P.S. I just got the results of my first day using my fitness pal. I’m pretty happy because I have learned a few things:
I consumed approximately 1332 calories (the program recommended a net caloric intake of 1260/day in order for me to lose a pound a week for 10 weeks). I ate one very green smoothie with apple and grapes, two bowls of bean and vegetable soup, one salad with tempeh (whew-that really packs in the calories), and one banana/cherry/date/cocoa soft serve with Uncle Sam cereal sprinkled on top. I had a VERY full feeling in my stomach for most of the day. The numbers are approximate because I had lunch in a restaurant and did my best to recreate what I ate with the program, but it’s not that perfect. All daily recommended numbers are in parenthesis.
25 grams of fat (42)
0 cholesterol (300)
2028 sodium (2500)
240 total carbs (173)
53 dietary fiber (15)
sugars 91 (25)
protein 61 (47)
iron 199% of rda
I’m stoked about the fiber and the protein, but wondering what to do about the sugar being so high. The only sugar I ate came from fruit. Less fruit I guess!
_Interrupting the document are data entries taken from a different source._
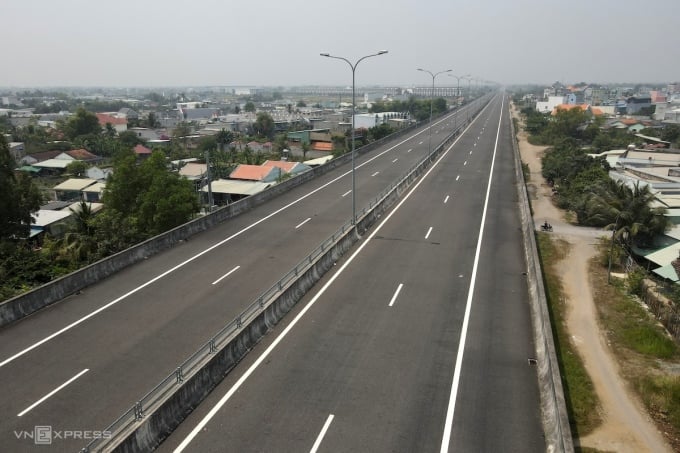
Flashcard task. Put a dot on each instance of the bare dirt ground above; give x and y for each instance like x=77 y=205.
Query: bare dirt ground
x=626 y=426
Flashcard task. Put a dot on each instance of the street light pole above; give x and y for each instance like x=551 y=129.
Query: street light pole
x=611 y=248
x=354 y=67
x=432 y=101
x=455 y=118
x=468 y=77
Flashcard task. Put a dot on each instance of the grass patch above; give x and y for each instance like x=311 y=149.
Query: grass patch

This program made it so blatantly obvious when I needed to stop eating for the night!!!! Eating after dinner is probably the single reason that I am carrying around these 10 extra pounds. And I might just be able to lose them with the help of this type of tracking (it’s just basic calorie counting, duh!) because it’s so clear that if I eat more I can’t lose. Not rocket science.